Wanted to expand and sort of answer the questions I asked here.
- One solution, which is probably the best solution, is to dynamically
add more A and B resources. If you can spin up new resources then you're
guaranteed to have online, not running nodes which Jenkins can then just
take to use in the pipeline. For me, though, nodes A and B are actual
hardware so they aren't something I can dynamically add or remove, per se.
- Another is to put a timeout around the whole pipeline so it's always
capped. Then, when the node goes offline, the pipeline won't wait
indefinitely and will die once the timeout is reached.
- The way I'm going to do it will be to have a while loop and to add or
remove any online or offline nodes every loop, respectively, and check if
there are ANY nodes that are busy (running). If there are any busy nodes
then I'll just wait for some time and attempt the loop again. I'll probably
cap it at some max runtime, too.
- Another way to do it, I think, is to do as above and use a while loop
but instead of waiting for ALL resources to be available you could probably
just create the branches map for any resources that are available (online
and not running) at the time of the loop and just run those with parallel
repeatedly until there is nothing left to run. You'd have to wait for each
parallel to complete in this case, though, before you could attempt the
next set of parallel runs (as far as I know).

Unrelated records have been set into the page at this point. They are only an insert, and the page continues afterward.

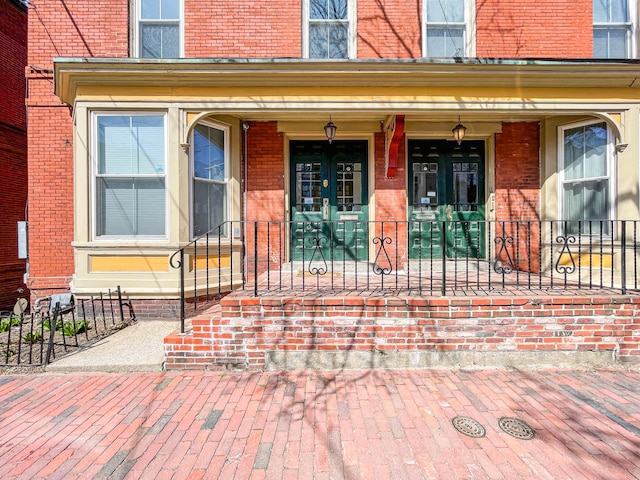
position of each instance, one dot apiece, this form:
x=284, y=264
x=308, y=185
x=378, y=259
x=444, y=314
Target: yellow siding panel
x=594, y=260
x=126, y=263
x=215, y=261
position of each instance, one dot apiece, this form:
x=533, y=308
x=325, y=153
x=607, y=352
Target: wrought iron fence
x=58, y=325
x=422, y=257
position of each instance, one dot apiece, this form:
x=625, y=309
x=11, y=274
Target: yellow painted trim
x=148, y=263
x=594, y=260
x=191, y=116
x=200, y=262
x=354, y=94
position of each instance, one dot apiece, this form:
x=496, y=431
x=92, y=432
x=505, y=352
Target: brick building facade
x=13, y=148
x=165, y=122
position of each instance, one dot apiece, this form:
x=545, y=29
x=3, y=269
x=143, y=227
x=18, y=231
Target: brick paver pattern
x=319, y=425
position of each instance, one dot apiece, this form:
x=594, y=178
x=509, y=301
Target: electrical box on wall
x=22, y=240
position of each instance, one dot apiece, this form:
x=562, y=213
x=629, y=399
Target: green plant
x=32, y=337
x=9, y=352
x=73, y=328
x=6, y=323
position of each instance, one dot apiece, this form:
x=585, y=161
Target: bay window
x=130, y=175
x=586, y=187
x=209, y=173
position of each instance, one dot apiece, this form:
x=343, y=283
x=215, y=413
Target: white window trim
x=470, y=28
x=611, y=161
x=226, y=128
x=94, y=175
x=634, y=19
x=136, y=11
x=352, y=16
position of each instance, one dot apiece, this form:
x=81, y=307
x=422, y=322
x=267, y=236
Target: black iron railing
x=422, y=257
x=54, y=329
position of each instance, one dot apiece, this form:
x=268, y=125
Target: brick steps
x=405, y=332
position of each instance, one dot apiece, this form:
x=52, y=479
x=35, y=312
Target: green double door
x=329, y=200
x=446, y=199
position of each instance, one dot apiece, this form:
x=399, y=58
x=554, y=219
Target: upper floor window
x=612, y=29
x=330, y=28
x=129, y=175
x=209, y=170
x=446, y=28
x=159, y=28
x=586, y=186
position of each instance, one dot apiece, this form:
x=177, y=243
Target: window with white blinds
x=130, y=175
x=585, y=177
x=209, y=170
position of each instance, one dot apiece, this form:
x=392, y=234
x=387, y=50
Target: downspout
x=245, y=171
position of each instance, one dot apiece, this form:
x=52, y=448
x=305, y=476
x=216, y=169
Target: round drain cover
x=468, y=426
x=516, y=428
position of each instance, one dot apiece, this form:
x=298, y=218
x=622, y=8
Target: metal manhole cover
x=468, y=426
x=516, y=428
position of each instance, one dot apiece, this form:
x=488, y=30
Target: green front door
x=446, y=199
x=329, y=209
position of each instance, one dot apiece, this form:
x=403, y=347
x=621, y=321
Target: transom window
x=130, y=175
x=209, y=177
x=446, y=28
x=330, y=28
x=586, y=158
x=159, y=28
x=612, y=29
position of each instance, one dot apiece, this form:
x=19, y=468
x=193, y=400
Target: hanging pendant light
x=330, y=130
x=459, y=131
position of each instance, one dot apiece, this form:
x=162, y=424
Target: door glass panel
x=465, y=187
x=425, y=186
x=308, y=187
x=349, y=183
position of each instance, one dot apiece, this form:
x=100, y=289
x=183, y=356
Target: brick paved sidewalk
x=320, y=425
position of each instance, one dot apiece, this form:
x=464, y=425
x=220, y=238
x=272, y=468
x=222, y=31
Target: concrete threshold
x=136, y=348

On Monday, February 12, 2018 at 7:06:39 PM UTC-7, Brownjay wrote:
>
> Hi,
>
> I feel like this is certainly a situation someone has run into before but
> I haven't been able to think up a non-trivial solution for my use case:
>
>- Lets say I have two pipelines, P1 and P2, that do stuff and both
>need the same two executors/slaves/nodes A and B
>- P1 enters the queue first and takes both A and B and starts doing
>it's stuff in parallel (using parallel)
>- Then P2 enters the queue while A and B are being used, still, by P1;
>A and B are still online but they're unavailable for P2 to use (you'd see
>it waiting for the executors to be available in the console, for example)

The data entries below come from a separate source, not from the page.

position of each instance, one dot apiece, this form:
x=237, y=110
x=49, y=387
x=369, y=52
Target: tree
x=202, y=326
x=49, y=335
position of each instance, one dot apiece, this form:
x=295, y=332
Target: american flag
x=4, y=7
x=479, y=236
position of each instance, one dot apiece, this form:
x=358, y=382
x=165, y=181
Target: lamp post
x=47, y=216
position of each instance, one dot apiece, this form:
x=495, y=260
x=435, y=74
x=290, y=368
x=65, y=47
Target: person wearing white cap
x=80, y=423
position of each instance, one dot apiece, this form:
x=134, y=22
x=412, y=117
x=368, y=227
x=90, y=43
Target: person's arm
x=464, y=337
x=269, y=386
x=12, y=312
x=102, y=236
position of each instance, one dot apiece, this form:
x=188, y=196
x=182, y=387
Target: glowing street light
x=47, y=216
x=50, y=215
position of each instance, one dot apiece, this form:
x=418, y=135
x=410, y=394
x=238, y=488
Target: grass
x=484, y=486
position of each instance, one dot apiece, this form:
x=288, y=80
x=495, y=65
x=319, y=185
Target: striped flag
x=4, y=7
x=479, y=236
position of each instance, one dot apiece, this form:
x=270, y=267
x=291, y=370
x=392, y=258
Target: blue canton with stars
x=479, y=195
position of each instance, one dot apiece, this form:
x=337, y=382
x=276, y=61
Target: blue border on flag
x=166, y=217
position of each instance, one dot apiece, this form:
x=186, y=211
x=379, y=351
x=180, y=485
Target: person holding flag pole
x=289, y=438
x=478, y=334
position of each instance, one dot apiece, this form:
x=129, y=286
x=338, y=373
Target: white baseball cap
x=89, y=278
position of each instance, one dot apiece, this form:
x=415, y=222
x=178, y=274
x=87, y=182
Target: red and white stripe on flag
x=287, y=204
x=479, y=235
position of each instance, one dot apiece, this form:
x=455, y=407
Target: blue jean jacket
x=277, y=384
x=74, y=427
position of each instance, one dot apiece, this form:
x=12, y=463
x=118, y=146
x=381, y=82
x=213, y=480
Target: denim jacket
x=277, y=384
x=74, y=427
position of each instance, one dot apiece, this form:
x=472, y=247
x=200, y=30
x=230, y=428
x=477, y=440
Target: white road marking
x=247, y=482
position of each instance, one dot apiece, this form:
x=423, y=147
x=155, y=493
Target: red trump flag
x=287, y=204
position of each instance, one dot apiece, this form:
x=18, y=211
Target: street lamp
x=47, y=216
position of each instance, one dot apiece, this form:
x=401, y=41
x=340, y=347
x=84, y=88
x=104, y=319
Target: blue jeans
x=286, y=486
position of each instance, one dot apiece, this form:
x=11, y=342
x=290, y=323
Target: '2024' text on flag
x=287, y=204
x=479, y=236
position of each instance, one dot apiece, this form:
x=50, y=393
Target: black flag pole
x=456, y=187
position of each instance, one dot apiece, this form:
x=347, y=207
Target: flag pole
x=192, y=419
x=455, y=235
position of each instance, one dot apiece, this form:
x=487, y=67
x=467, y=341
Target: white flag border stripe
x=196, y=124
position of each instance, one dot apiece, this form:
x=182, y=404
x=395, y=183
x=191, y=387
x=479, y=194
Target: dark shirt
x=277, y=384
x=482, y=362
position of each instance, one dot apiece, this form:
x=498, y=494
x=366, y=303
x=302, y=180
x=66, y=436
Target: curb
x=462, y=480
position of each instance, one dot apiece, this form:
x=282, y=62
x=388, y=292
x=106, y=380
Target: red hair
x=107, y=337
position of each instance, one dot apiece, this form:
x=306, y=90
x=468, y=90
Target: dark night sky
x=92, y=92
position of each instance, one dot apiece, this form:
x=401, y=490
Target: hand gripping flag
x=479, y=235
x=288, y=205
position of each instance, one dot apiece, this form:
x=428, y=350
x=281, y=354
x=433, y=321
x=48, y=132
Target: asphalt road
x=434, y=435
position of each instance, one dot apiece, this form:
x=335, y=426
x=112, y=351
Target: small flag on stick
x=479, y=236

>- However, B fails and has the node taken offline on failure
>- P1 completes with A eventually passing and B failed and took the
>node offline. Perhaps, depending on timing, P2 started using A when it
>passed.
>- P2 is now waiting forever until node B is brought online again
>
> How can one check in the pipeline P2 that node B is offline and just break
> out?
>
> If the node was offline at the start of P2 then it's easy to check and
> exclude it. However, if B is online when P2 enters the queue and sets up
> the parallel runs of A and B and sits and waits for them to be available
> and one of them goes offline then how does the pipeline get notified it's
> offline and move on to do whatever? Doesn't seem to happen automatically
> and I can't figure out how to check inside a node block that itself is
> offline (B checking if it itself is offline).
>
> Here's a simple pipeline groovy script I made to help me figure out the
> issue:
>
> // Branches for parallel node runs
> def branches = [:]
> // Nodes. In real setup this would only contain nodes that are online at
> the time the pipeline runs
> def node_names = ["A", "B"]
> // Short sleep time of 15 seconds. Later, it'll get reduced to 5 if the
> node name is B
> def sleep_time = 15
>
> // Loop through the nodes and create the data in the branch list to run in
> parallel on at the end
> node_names.each { node_name ->
> println node_name
>
> branches["node_" + node_name] = {
> // Doing something like this doesn't do anything
> //if (!isNodeOnline(node_name)) {
> //println "node name " + node_name + " is offline, returning"
> //return
> //}
>
> node(node_name) {
> // If the node that is being looked at is B then set the sleep
> time to 5 so that it runs
> // a shorter time than A. Later, it's hardcoded to fail B and
> take it offline. This way
> // A stays in the queue running and B is done and offline.
> def temp_sleep_time = sleep_time
> if (node_name == "B") {
> temp_sleep_time = 5
> }
>
> timestamps {
> stage("pre-build") {
> println "Prebuilding " + node_name + "!"
> sleep time: temp_sleep_time, unit: 'SECONDS'
> println "Done with pre-build!"
> }
> stage("build") {
> println "Building " + node_name + "!"
> sleep time: temp_sleep_time, unit: 'SECONDS'
> println "Done with build!"
> }
> stage("post-build") {
> println "Post building " + node_name + "!